Broken: 7 "Christian" Rules that Every Christian Ought to Break as Often as Possible by Pastor Jonathan Fisk
Read this book and then figure out who in your youth or young adults' group needs to read it, buy a box full, and hand them out like candy that won't rot their teeth or their souls. Beautifully illustrated with steampunk-esq sketches and sprinkled with Star Wars references, Pastor Fisk details seven dangerous trends in North American pop culture Christianity and firmly squelches them with scripture. I've been watching his videos and reading his blogs on Worldview Everlasting for quite some time now, I enjoy his geeky, sarcastic, theologically-sound teaching, and his passion for sound doctrine. When you go to the CPH website to order your copy of the LSB, make sure you pop at least one of these into your cart...
Already Gone: Why Your Kids Will Quit Church and What You Can Do To Stop It by Ken Ham and Britt Beemer
Last fall we gave a copy of this book to each of the youth groups that came to our retreat, and all of the leadership at our church read it. It's published through the excellent ministry 'Answers in Genesis' and while it discusses some deep stuff, it's fairly small and the print is fairly large, making it not too intimidating for people who don't really like to read. Go prayerfully read it now, please! Another excellent book by Ken Ham is The Lie: Evolution, which explains why it's so vital to know and understand God as Creator, and how/why the world tries to undermine Him. It helped me get through geology in my first semester at university, and now there's a revised edition, which I'll have to add to my wishlist. :)

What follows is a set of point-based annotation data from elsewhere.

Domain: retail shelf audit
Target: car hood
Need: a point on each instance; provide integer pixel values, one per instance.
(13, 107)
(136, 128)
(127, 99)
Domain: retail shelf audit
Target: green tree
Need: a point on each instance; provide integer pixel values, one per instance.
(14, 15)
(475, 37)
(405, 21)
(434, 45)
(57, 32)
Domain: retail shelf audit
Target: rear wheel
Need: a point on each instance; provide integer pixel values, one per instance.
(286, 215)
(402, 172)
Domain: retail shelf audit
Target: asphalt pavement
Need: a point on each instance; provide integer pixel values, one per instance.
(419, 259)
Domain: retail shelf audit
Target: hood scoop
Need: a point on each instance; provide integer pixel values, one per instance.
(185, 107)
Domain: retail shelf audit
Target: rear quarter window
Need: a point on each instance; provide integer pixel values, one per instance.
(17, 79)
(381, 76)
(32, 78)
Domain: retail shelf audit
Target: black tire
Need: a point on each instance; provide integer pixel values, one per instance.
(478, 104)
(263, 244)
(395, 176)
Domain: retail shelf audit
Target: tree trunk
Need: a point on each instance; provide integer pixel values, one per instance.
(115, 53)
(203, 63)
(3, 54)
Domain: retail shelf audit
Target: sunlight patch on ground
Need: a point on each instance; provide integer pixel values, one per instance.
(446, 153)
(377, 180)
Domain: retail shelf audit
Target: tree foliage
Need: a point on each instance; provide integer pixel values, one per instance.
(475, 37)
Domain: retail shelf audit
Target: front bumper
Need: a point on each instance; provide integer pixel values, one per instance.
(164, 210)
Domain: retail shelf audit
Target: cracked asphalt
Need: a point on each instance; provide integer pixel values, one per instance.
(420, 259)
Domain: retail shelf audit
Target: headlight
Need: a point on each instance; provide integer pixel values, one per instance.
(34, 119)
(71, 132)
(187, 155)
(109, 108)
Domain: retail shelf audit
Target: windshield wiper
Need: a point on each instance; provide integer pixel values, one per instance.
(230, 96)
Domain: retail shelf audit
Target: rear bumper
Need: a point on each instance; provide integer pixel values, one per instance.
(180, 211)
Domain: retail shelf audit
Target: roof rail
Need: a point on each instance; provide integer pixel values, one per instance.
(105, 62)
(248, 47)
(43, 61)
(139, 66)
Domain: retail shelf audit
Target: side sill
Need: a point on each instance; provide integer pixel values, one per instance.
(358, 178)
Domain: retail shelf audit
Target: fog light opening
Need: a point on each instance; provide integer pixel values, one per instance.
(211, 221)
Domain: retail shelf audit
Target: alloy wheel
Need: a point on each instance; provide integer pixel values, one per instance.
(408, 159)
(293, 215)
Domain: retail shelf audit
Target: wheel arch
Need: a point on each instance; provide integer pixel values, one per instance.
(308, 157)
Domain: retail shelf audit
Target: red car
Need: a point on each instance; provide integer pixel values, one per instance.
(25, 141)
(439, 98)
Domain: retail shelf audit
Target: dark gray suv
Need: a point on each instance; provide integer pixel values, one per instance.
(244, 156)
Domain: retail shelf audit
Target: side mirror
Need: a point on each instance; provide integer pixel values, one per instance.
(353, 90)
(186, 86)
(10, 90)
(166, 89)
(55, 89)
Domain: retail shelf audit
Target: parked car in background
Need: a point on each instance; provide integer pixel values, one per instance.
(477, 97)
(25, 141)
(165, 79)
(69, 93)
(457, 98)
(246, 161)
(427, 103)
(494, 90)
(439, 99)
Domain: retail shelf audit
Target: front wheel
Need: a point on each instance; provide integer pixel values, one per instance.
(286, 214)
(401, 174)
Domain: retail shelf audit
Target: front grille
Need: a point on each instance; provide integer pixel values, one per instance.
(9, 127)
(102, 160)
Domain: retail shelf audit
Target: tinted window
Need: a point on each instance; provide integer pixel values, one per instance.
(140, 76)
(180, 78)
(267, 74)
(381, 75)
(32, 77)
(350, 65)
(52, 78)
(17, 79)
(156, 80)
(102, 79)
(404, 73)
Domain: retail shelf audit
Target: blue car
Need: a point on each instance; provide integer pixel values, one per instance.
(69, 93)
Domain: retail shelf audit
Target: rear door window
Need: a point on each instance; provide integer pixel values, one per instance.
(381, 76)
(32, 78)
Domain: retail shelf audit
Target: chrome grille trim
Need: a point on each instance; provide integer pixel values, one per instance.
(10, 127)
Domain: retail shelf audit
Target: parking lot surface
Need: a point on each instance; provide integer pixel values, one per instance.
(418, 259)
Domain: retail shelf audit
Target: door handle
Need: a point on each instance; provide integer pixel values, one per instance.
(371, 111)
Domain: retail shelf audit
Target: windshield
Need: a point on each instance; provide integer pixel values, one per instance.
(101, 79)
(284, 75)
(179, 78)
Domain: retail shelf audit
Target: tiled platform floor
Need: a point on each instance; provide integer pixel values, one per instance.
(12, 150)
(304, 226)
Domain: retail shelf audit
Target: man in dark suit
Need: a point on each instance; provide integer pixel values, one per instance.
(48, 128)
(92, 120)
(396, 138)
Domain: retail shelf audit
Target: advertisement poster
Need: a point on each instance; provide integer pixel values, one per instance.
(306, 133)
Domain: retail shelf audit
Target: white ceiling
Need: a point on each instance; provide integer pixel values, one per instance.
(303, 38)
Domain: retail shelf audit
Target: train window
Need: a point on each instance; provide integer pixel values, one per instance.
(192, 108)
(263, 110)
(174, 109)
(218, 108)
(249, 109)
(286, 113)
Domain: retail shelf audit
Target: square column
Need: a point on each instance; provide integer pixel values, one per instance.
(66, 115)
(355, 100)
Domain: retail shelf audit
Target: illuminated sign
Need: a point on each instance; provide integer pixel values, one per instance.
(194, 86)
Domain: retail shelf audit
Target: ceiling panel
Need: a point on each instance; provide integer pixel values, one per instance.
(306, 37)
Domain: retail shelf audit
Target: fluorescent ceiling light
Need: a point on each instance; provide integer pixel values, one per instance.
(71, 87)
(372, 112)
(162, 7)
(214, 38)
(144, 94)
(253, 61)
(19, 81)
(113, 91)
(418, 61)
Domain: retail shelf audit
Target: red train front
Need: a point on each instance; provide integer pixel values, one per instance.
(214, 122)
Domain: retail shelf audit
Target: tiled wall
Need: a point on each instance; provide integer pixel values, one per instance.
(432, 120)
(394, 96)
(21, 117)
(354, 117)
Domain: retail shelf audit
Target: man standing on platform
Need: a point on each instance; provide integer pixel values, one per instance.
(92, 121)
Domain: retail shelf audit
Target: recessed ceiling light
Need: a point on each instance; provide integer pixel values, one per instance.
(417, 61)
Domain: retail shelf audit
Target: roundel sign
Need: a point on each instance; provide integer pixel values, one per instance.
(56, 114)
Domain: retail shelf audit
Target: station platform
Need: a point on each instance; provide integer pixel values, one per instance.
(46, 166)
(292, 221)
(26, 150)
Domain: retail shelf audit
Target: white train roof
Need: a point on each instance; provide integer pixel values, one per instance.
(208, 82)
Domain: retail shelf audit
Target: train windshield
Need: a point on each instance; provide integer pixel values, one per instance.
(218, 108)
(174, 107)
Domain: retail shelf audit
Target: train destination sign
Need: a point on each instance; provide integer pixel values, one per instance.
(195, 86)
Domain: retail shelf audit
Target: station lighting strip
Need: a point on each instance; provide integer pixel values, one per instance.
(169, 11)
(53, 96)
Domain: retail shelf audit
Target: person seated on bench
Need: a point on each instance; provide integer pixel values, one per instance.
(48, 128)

Eutychus Youth: Reaching Youth on the Ledge by Dr. John Oberdeck
Another great resource from CPH, including a study guide, is a dense, well-written, super informative book. The youth gathering actually brought in Dr. Oberdeck to do sessions for the leaders, although they were the same as the one that Trevor and I went to at the LCMS youth symposium in California a year and a half ago, I still picked up a few things that I either hadn't hear last time, or had forgotten. :) Moralistic Therapeutic Deism is a dangerous thing that is undermining Biblical Christianity. So, so, so good. I even have an extra copy that I'll lend you if you're around here...
The Creation Answers Book by Batten, Catchpoole, Sarfati, and Wieland of Creation Ministries International
This handy little book doesn't really need to be read in order - it can just be pulled out and referred to when a specific question about something pops up. Chapter titles include things like "How did the animals fit on Noah's Ark?" and "How did all the different 'races' arise?". It's an brilliant resource to have on hand, and I can't recommended the work of Creation Ministries highly enough.
Bonus book for Alberta Residents!
Tour Guide: Royal Tyrrell Museum by Margaret Helder of the Creation Science Association of Alberta
I haven't read this myself yet, but I have it on very good authority that this is an excellent tool for countering the evolutionist propaganda that is fed to hundreds or even thousands of Albertan school children every year. We're hoping to take a group of youth to Drumheller in the fall, perhaps in conjunction with this event that Creation Ministries is putting on, and are planning to use this book as our tour guide. Check out the book and let me know what you think!
Well, hopefully this suggested your reading list for the rest of the summer! :) If you've read all of these already, then please comment, because I'd love to hear from you! I hope that these suggestions deepen your faith, grow your desire for solid spiritual food, and equip you as a church leader. Youth ministry is my baby, and I'm passionate about doing everything I can to make sure that our kids are getting the best spiritual nourishment they possibly can get. Enjoy!